There was no motion to return to open session and no further votes
were taken.
* * * "Query? (1) Does the conduct of the School Trustee Board,
assuming the circumstances described above, violate the Virginia
Freedom of Information Act, particularly §2.1-344,
subsections b. and c.?; (2) if violations of the Act have
occurred, would the appointment of the new school board member be
subject to being set aside by a court action initiated under§
2.1-346 of the Act? (3) are the subsequent actions of the School
Board of Surry County subject to contest as a result of the
improper procedure employed in appointing its newest member?; and
(4), if so, under what circumstances?"
The Virginia Freedom of Iniformation Act, in § 2.1-344(b) and
(c), Code of Virginia (1950), as amended, requires that public bodies
adhere to certain prescribed procedures when meeting in closed or
executive session. Section 2.1-344(b) requires that, prior to any
close[d] meeting, the public body vote affirmatively, in open
session, upon a motion to meet in executive session, which motion
shall state specifically the purpose or purposes for which the closed
meeting is to be held. Section 2.1-344(c) provides:
"(c) No resolution, ordinance, rule, contract, regulation
or motion adopted, passed or agreed to in an executive or closed
meeting shall become effective unless such public body, following
such meeting, reconvenes in open meeting and takes a vote of the
membership on such resolution, ordinance, rule, contract,
regulation or motion."
Since, according to the facts presented, the School Trustee
Electoral Board did not vote affirmatively to enter executive session
and, further, did not following such executive meeting vote to affirm
its action in executive session, I am of the opinion that the Board
violated the provisions of §2.1-344(b) and (c). I would,
therefore, answer your first inquiry in the affirmative.

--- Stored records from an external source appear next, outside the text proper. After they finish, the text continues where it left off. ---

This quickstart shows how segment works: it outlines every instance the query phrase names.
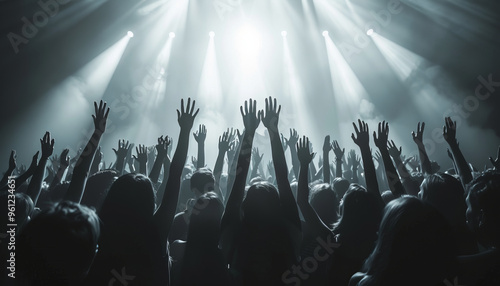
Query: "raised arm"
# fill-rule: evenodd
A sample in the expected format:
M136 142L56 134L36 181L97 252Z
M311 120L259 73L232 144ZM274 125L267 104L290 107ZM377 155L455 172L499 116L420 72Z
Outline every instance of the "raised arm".
M273 102L271 97L269 97L269 99L266 99L266 109L265 114L262 114L262 123L267 128L271 139L274 171L276 174L276 182L278 184L278 191L280 193L280 201L284 214L291 223L300 228L299 212L297 210L295 198L292 194L292 189L290 188L290 183L288 182L288 168L286 166L285 153L283 152L283 147L281 146L280 133L278 130L280 111L281 105L278 107L276 99L274 99ZM290 143L290 139L288 139L288 141ZM295 149L292 145L289 147L290 149ZM294 153L296 153L296 151L294 151Z
M332 143L333 153L335 154L335 177L342 177L342 158L344 158L345 148L340 149L339 142L334 140ZM327 182L326 182L327 183Z
M179 190L181 186L181 176L187 158L189 147L189 135L193 128L194 119L198 115L199 109L195 110L195 101L191 105L191 98L188 98L186 109L184 110L184 100L181 100L181 110L177 110L177 121L181 128L179 141L175 149L174 157L169 170L168 181L165 186L165 193L161 205L154 214L154 223L158 229L162 245L166 245L167 237L172 226Z
M297 156L300 161L297 204L302 211L302 215L304 215L305 221L312 228L329 231L328 227L323 223L323 221L321 221L311 204L309 204L309 181L307 179L307 173L309 172L309 163L313 159L313 154L309 151L309 138L304 136L299 140L297 143Z
M254 147L252 149L252 173L250 175L250 180L257 177L260 163L262 162L262 158L264 154L259 152L259 148Z
M102 134L104 134L106 130L109 108L106 108L106 103L101 100L99 106L97 106L97 102L94 102L94 109L95 115L92 115L94 119L94 133L76 162L68 192L64 197L64 200L73 201L75 203L80 203L82 200L85 185L89 177L90 165L92 164L95 152L101 141Z
M59 157L59 168L57 169L57 173L52 179L52 182L50 182L49 190L53 190L55 187L57 187L57 185L61 183L64 172L66 172L69 167L70 158L68 154L69 149L64 149L61 152L61 156Z
M3 174L2 180L0 181L0 188L3 188L4 186L7 185L7 182L9 181L9 177L12 176L12 172L16 169L16 151L12 150L10 151L10 157L9 157L9 168Z
M171 141L168 136L165 136L163 139L163 135L158 137L158 144L156 144L156 158L153 164L153 168L151 168L151 172L149 173L149 179L153 182L153 185L158 183L158 179L160 178L161 167L163 166L163 161L167 158L168 146ZM163 170L165 172L165 170Z
M359 146L361 151L361 159L363 160L363 169L365 171L365 180L366 180L366 189L368 192L373 193L377 198L379 198L379 202L383 205L382 197L380 196L380 191L378 189L377 183L377 173L375 171L375 164L373 164L372 154L370 151L370 135L368 131L368 124L364 121L358 119L358 126L353 122L354 131L356 132L356 136L354 133L351 134L351 138L356 145Z
M332 145L330 143L330 135L325 136L325 141L323 142L323 182L329 184L331 182L330 178L330 150L332 150ZM309 150L307 150L309 151ZM299 153L297 149L297 154ZM299 157L300 161L300 157ZM300 162L300 167L302 169L302 161ZM299 174L300 176L300 174ZM302 207L300 208L302 210Z
M387 178L387 183L389 184L389 189L394 194L396 198L404 195L405 189L401 180L399 179L396 168L391 161L391 156L389 155L389 150L387 149L389 138L389 123L383 121L378 124L378 137L377 132L373 132L373 141L378 147L380 154L382 155L382 160L384 161L385 176Z
M226 152L229 150L229 139L230 139L229 128L226 132L219 136L219 153L217 154L217 159L215 160L214 166L214 177L215 177L215 191L221 201L224 201L224 195L222 194L220 186L220 177L222 176L222 169L224 168L224 157Z
M196 169L205 167L205 139L207 139L207 128L200 124L198 131L193 133L194 140L198 143L198 162Z
M288 147L290 149L293 174L295 175L295 178L299 177L300 168L299 158L297 157L297 150L295 150L295 144L297 144L297 141L299 141L299 134L297 133L297 130L290 129L290 138L288 138L286 142L288 143Z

In response to your second inquiry, §2.1-346 provides that
any person alleging denial of the rights and privileges conferred by
the Act may enforce such rights and privileges by petition for
mandamus or injunction in the appropriate court of record. I am,
therefore, of the opinion that the action of the School Trustee
Electoral Board, in selecting the newest member of the School Board,
if found by the court to be in violation of the requirements of the
Act, would be subject to being set aside by court injunction entered
pursuant to §2.1-346.
In response to your third and fourth inquiries, I call to your
attention my Opinions to the Honorable Joseph E. Spruill, Jr.,
Commonwealth's Attorney for Essex County, dated June 22, 1973, and to
the Honorable F. Caldwell Bagley, County Attorney for Prince William
County, dated March 6, 1975, and found in Reports of the Attorney
General (1972-73) at 515 and (1974-75) at 419, respectively, copies
of which are enclosed. It was held in these Opinions that public
officers improperly selected are de facto officers and as such their
official actions are valid until such time as they have notice of the
legal defect in their election. 15 M.J. Public Officers 58 (1951).
Accordingly, the improper election of its newest member would not
invalidate subsequent School Board actions nor would it invalidate
official actions of the improperly elected Board member until such
time as he is notified of the illegality of his election.